Do Inclusion-Exclusion and Pigeonhole Principles Apply to Overlapping Sets?

[fiksx]

Homework Statement

If the proposition below is true, show this. If false, give a counterexample.
From the integers from 1 to 11, make 10 sets ##S_1,S_2, \dots, S_{10}## each with 4 integers selected. Within each sets, the same number shall not be chosen twice. No matter how ##S_1,S_2, \dots, S_{10}## is selected, two sets ##S_i,S_j## (i not equal to j) include two or more common integers.

Relevant Equations

Sets

Is this related to pigeon principle?
$$S_1=\{1,2,3,4\},$$
$$S_2=\{2,3,4,5\},$$
$$S_3=\{4,5,6,7\},$$
$$S_4=\{5,6,7,8\},$$
$$S_5=\{7,8,9,10\},$$
$$S_6=\{8,9,10,11\},$$
$$S_7=\{5,6,2,4\},$$
$$S_8=\{1,5,7,9\},$$
$$S_9=\{4,8,10,11\},$$
$$S_{10}=\{5,7,10,11\}$$

When we choose two of them, there is possibility there are same integer but not all ?
If this is related to pigeonhole principle or inclusion exclusion principle, Is there possibility that sets are hole and number 1-11 is pigeon but what is the relation with in each sets there are four number?

 

[Orodruin]

The language in your problem statement is ambiguous.

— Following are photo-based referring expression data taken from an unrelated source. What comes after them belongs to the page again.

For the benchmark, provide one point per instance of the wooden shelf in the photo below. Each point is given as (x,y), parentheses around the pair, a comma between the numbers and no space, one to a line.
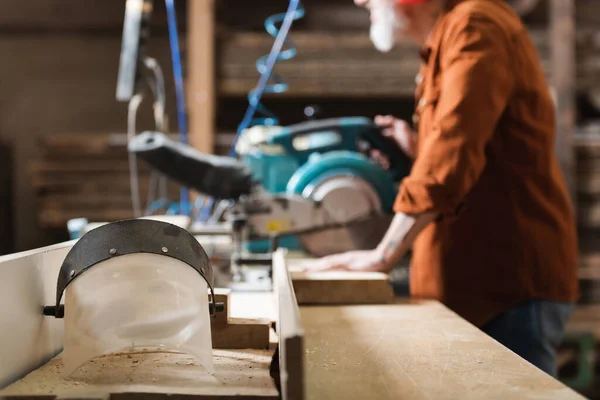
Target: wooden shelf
(347,64)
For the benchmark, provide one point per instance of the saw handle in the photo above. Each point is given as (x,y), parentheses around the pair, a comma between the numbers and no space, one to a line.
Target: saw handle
(338,134)
(220,177)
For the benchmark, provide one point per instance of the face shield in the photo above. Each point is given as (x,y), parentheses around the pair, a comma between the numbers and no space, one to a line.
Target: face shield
(137,284)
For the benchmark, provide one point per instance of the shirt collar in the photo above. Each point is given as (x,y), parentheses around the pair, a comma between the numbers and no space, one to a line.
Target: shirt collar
(427,48)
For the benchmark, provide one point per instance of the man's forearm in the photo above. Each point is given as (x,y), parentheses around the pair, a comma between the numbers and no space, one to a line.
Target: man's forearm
(400,235)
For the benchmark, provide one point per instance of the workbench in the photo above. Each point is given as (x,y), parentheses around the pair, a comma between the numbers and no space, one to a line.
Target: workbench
(401,349)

It is not clear whether the proposition is:

##\exists i \neq j##: ##S_i## and ##S_j## have two or more common elements.

or

##\forall i \neq j##: ##S_i## and ##S_j## have two or more common elements.

Your sets clearly is a counter example to the second, but not to the first.

 

[fiksx]

I also thought about that, but if it is like second, it is too obvious, but if it is like the first , how should i proof that? Is it use inclusion exclusion principle?